Students used a computer software program to lay out the books. Page lamination and book binding were done at the school.
Doug Dunlop, St. Charles principal last school year who is no longer in that position, said service learning has long been a cornerstone of St. Charles’ curriculum, and Books of Hope was an opportunity to ramp up those efforts.
“There are so many pluses here,” Dunlop said. “(The students) see how well they have it. It’s humbled our kids. This goes beyond the food drives, and makes it more concrete.”
Before students started assembling the books, they learned about Uganda and the issues people deal with in that country.
Through the Books of Hope organization, St. Charles was partnered with Onono Memorial College, a Ugandan high school, and the Bobi Primary School for younger children. Students at both schools had been displaced when a previous building was abandoned, looted and burned during a recent war. Efforts are under way to relocate to a new building.

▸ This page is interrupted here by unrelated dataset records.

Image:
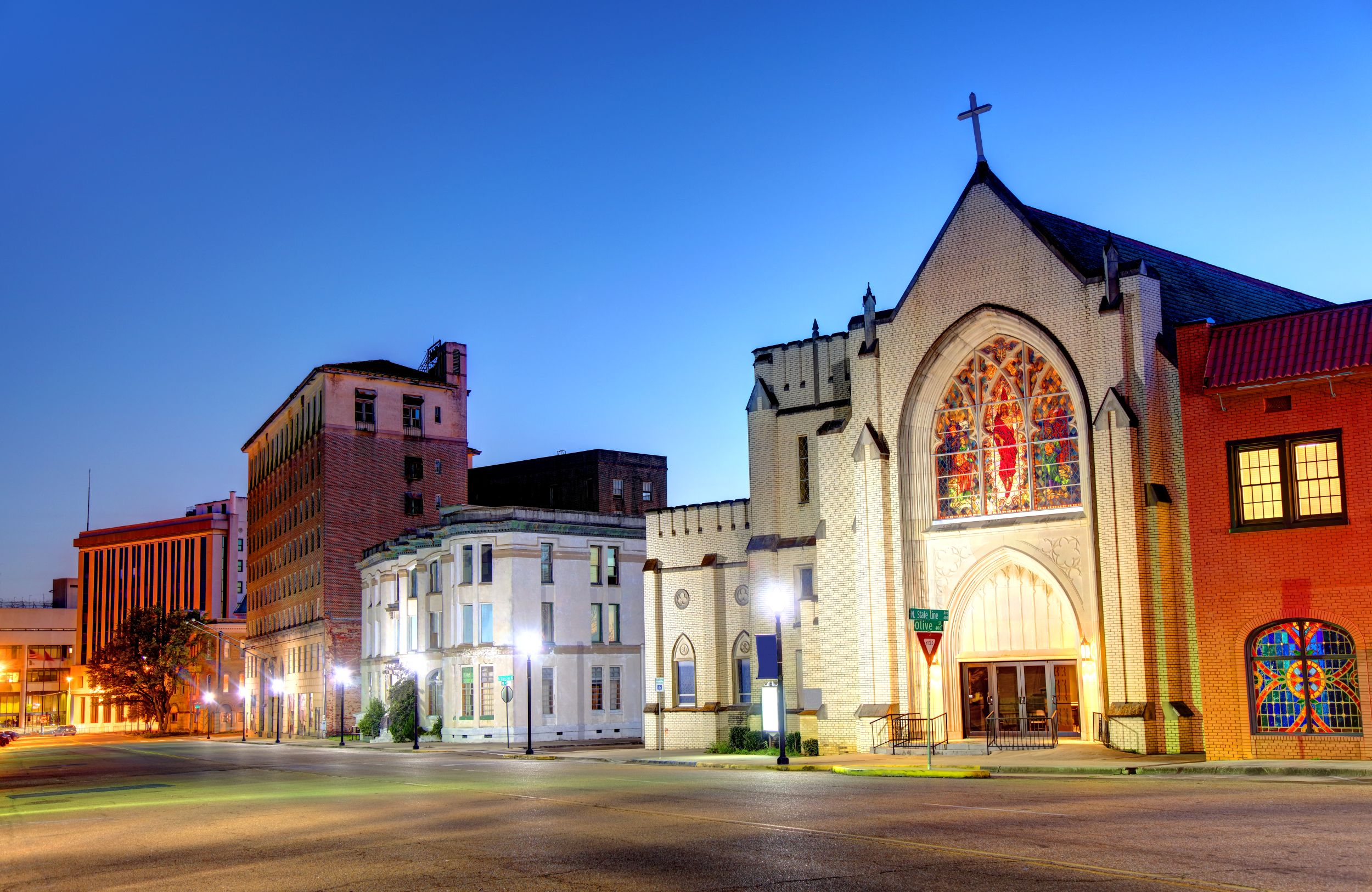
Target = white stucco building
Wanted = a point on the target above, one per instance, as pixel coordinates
(462, 595)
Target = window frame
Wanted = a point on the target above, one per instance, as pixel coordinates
(1286, 453)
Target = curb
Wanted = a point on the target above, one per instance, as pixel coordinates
(937, 773)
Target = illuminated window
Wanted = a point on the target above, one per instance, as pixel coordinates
(1005, 437)
(1287, 482)
(1304, 680)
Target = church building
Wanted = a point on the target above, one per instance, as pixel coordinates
(1005, 445)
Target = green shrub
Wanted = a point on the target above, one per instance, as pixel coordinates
(401, 715)
(371, 722)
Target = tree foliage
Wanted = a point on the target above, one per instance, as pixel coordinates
(401, 714)
(371, 722)
(144, 660)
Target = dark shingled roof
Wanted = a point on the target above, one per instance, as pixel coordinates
(1190, 289)
(383, 367)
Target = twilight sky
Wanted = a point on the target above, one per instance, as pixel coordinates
(611, 205)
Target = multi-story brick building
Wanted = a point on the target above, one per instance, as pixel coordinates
(357, 453)
(457, 599)
(1002, 445)
(1277, 417)
(599, 481)
(191, 563)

Learning the hardships Ugandans face gave the St. Charles student body an opportunity to count their blessings, learn about another culture and give of themselves.
“Their school was so broken down,” fifth-grader Joshua Caputa said, recounting his thoughts when he first saw the images of the former building that housed Onono Memorial College and Bobi Primary School students. “I’m glad we have been able to help them out a little.”

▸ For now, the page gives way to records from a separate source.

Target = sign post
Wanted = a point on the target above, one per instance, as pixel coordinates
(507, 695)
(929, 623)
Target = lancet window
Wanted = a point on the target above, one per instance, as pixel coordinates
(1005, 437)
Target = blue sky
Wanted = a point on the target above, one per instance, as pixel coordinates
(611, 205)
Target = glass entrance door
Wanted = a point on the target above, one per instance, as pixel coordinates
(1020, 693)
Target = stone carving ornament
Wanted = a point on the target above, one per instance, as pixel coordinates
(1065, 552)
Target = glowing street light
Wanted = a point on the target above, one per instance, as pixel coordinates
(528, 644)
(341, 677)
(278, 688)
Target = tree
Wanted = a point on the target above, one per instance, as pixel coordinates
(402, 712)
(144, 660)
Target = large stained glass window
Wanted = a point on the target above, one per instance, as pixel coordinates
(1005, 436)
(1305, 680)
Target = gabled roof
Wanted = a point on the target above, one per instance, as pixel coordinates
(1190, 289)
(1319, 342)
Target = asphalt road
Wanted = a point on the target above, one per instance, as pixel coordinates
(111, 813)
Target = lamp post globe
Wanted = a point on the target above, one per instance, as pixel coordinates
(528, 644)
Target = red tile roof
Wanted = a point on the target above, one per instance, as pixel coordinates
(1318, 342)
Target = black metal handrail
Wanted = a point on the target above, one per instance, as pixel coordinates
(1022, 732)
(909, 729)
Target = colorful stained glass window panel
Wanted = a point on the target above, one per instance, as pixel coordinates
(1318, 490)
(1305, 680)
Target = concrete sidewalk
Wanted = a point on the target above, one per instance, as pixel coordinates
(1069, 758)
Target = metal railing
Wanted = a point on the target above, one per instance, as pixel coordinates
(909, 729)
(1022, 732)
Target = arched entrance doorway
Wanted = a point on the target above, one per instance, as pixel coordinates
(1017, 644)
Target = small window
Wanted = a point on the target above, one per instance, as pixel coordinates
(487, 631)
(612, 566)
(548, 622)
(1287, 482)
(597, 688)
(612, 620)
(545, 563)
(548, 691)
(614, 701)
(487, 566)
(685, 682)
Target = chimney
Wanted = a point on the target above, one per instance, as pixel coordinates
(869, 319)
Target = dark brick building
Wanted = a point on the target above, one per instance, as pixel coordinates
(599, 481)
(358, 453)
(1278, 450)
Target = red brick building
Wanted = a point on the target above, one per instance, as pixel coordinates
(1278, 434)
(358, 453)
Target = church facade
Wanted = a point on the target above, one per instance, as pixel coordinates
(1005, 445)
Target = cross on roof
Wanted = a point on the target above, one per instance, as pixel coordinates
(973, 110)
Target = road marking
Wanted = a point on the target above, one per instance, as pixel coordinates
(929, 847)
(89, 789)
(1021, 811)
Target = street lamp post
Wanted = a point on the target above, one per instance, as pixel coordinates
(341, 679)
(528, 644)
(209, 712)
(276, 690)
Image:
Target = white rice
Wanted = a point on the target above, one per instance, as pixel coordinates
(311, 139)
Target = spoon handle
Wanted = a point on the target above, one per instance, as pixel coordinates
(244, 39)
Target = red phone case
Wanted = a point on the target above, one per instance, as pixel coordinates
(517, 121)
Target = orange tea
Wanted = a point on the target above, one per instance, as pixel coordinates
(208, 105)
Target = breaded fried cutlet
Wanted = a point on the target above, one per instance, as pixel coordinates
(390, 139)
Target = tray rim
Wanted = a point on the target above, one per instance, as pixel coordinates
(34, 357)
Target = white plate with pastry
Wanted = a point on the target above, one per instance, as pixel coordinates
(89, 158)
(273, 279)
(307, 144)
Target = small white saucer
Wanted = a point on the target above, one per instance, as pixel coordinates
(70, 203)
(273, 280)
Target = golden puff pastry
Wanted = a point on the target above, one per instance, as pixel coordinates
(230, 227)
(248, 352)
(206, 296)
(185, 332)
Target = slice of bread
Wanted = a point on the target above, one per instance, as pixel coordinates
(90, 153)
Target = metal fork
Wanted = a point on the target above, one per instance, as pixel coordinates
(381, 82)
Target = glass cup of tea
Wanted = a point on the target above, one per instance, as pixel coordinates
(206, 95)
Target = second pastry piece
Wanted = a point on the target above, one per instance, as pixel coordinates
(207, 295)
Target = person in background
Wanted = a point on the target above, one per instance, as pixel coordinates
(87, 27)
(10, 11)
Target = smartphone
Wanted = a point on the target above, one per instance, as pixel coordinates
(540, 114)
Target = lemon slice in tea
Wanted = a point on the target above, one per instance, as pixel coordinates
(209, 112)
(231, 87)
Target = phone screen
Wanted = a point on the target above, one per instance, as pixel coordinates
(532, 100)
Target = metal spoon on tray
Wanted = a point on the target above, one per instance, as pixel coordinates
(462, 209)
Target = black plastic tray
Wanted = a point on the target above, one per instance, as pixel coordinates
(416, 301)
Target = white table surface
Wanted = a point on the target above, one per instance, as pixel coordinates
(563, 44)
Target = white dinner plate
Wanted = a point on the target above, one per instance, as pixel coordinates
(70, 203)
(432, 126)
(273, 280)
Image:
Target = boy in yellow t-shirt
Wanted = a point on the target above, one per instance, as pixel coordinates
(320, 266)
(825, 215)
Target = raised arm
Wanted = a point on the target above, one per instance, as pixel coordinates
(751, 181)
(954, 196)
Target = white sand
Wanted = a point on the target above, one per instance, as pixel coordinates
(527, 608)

Seventh-grader Maggie Berg said she felt called to action and wants to get more involved in other charitable efforts.
“This really makes me want to do more for other people,” she said.
While the knowledge and images are awe inspiring, eighth-grader Marisa Ulrich said it is difficult to fully understand the plight of Ugandans.
“We’re used to having so much here,” Marisa said. “You can’t really imagine what they are going through.”
A Books of Hope representative hand-delivered a book to students at Onono Memorial College and the Bobi Primary School in April. The book gave Ugandan students a bird’s eye view into St. Charles with pictures and facts about the school and its students.
The book shared information on how students get to and from school, what they learn in class, what is typically served at lunch and the climate in Wisconsin. It was capped by a prayer St. Charles students recited each morning before beginning classes.
St. Charles is one of 47 U.S. schools sponsoring Onono Memorial College and the Bobi Primary School.
In addition to writing, creating and sending the homemade books, St. Charles students also helped their Ugandan partner schools obtain much-needed supplies. Nearly $200 was collected during a fundraiser in March that revolved around a dress-down day. The money was used to purchase textbooks, chalk, reams of paper and assorted office supplies.